The Uganda People's Congress (UPC) of former president Milton Obote said last week in a statement that President Museveni's letter in the press in which he said that he did not trust some Ugandan doctors, was "ridiculous and if left unchallenged would damage the image and reputation of the Uganda medical profession irretrievably.
"Even during Idi Amin's bloody regime when many health workers including doctors were killed, doctors never compromised their code of ethics. We treat all our patients equally, including murderers and thieves, otherwise we would have poisoned or mistreated Amin's killer soldiers," UMA president Dr Margarete Mungherera, told The EastAfrican last week.
As a result of poor working conditions, many Ugandan doctors now work outside the country, with a good number having found employment in Kenya and Tanzania.
The UMA boss said that, due to poor remuneration and working conditions, the medical profession in Uganda was suffering from a huge brain drain.
"After graduation, agents from Saudi Arabia, South Africa, and Canada come to Uganda to recruit newly qualified doctors," she said.
Since 1972, Uganda has produced over 3,000 medical doctors, but currently only between 1,300 and 1,500 are practising in the country, with more than half having left to seek greener pasture elsewhere.
Dr Mungherera, was reacting to a seven-page statement by the Ugandan leader explaining why his daughter, Natasha Karugire, flew by presidential jet to Germany to deliver her baby "for security reasons."
Museveni said he was continuously targeted by assassins who would like to kill him and members of his family using different methods that include using local doctors, "some of whom are politically compromised."
He narrated a hair-raising attempt by one African president he did not name to kill him by planting a suspect parcel on his plane, a plot that was foiled by his bodyguard. He also expressed the "pains of living as a president of Uganda," like the difficulties of getting a medical test that involves blood "since there are chances of slow poisoning by a needle prick."
President Museveni has been criticised in the local press for sending his daughter abroad at the expense of taxpayers when there are good facilities at home.
"The president is entitled to his views but they are demoralising to the doctors local are working under very difficult conditions to provide a service to their patients," Dr Mungherera said. "A lot of this arises out of lack of information and misinformation. Doctors are not allowed to advertise themselves and their work. Even the national referral and teaching hospital at Mulago in Kampala does not have a public relations office to defend the profession."
The UMA secretary general Dr Myers Lugemwa said doctors in Uganda worked under difficult conditions due to gross understaffing and inadequate facilitation but still upheld professional ethics.

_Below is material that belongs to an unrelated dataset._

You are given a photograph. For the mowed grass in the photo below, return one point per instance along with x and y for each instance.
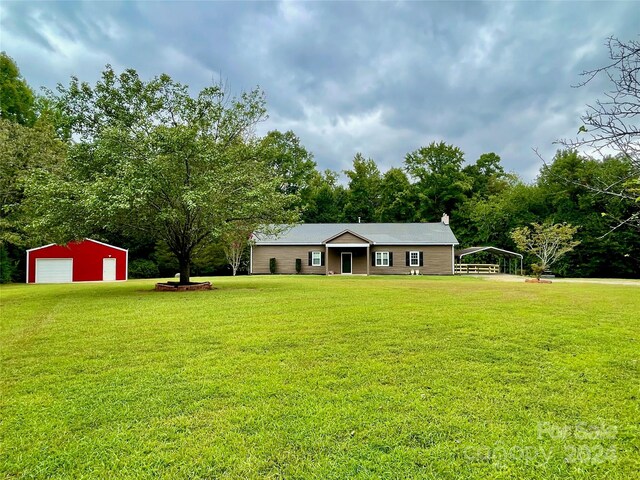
(321, 377)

On the cases mentioned by President Museveni of doctors having acted unprofessionally, the UMA secretary general said that every case of unprofessional conduct by a doctor reported in the press or by a patient was investigated by the relevant medical council and appropriate disciplinary action taken, including deregistration.
"Every profession everywhere has rotten eggs. When you look at the crimes committed by medical personnel in the West, those in Africa are minor," Dr Lugemwa said.

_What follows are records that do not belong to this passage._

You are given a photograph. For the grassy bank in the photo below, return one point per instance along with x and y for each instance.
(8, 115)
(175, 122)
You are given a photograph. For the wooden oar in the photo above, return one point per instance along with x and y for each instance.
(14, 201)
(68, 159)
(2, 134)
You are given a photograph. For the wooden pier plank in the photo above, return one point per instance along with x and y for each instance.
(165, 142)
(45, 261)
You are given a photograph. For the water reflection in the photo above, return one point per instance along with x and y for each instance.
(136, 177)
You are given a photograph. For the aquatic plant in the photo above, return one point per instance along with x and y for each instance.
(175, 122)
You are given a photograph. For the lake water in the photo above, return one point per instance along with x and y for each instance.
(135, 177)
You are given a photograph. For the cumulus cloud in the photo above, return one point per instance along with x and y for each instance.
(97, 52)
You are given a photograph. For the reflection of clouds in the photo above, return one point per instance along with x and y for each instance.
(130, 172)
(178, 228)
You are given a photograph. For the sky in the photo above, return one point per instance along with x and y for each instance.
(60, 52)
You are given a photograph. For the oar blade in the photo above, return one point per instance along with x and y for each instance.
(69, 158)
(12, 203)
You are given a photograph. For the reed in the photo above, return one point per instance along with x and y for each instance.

In Uganda the doctor-to-patient ratio is 1:23,000, whereas in Kenya it is 1:5,000 and Tanzania 1:800. "As a result of understaffing, fatigue is common and doctors are bound to make mistakes," Dr Lugemwa said.
In Kenya doctors earn three times the salary and allowances of their Uganda counterparts, he said.

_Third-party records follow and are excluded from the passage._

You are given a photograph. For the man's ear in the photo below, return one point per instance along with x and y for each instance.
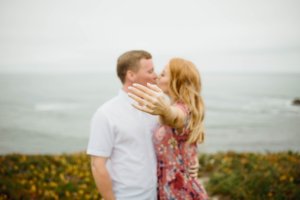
(131, 76)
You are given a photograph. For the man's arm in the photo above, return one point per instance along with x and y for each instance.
(102, 177)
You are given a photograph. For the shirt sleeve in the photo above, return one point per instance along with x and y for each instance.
(101, 136)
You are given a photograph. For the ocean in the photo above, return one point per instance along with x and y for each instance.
(50, 113)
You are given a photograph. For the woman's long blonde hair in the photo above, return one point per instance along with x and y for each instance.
(185, 86)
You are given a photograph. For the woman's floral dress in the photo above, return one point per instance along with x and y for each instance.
(174, 156)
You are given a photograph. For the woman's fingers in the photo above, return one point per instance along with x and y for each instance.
(140, 93)
(145, 89)
(143, 108)
(154, 87)
(137, 98)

Recently, the Uganda Medical Workers Union (UMWU) threatened to go on strike to demand better terms and conditions of work. But the strike was called off after a meeting between President Museveni and UMWU officials.
After a 1996 strike by doctors, the government agreed to carry out a job evaluation and grading of personnel working in the public service with a view to coming up with a good package for public servants.
"We were unhappy with the packages which came out in 2000," Dr Mungherera said. "First, we were not consulted and second, instead of our salaries and allowances being increased they were reduced."
The new package did not take into consideration the peculiar working environment faced by doctors, the abnormal work rhythm, the risks associated with HIV/Aids and the responsibility for the preservation of life, she explained.
"We are currently negotiating with the government to come up with better terms and conditions for health workers" she said. "Once we are given a good pay package, we are going to ensure that we have a committed and patriotic workforce. The way things are now, you can't enforce discipline."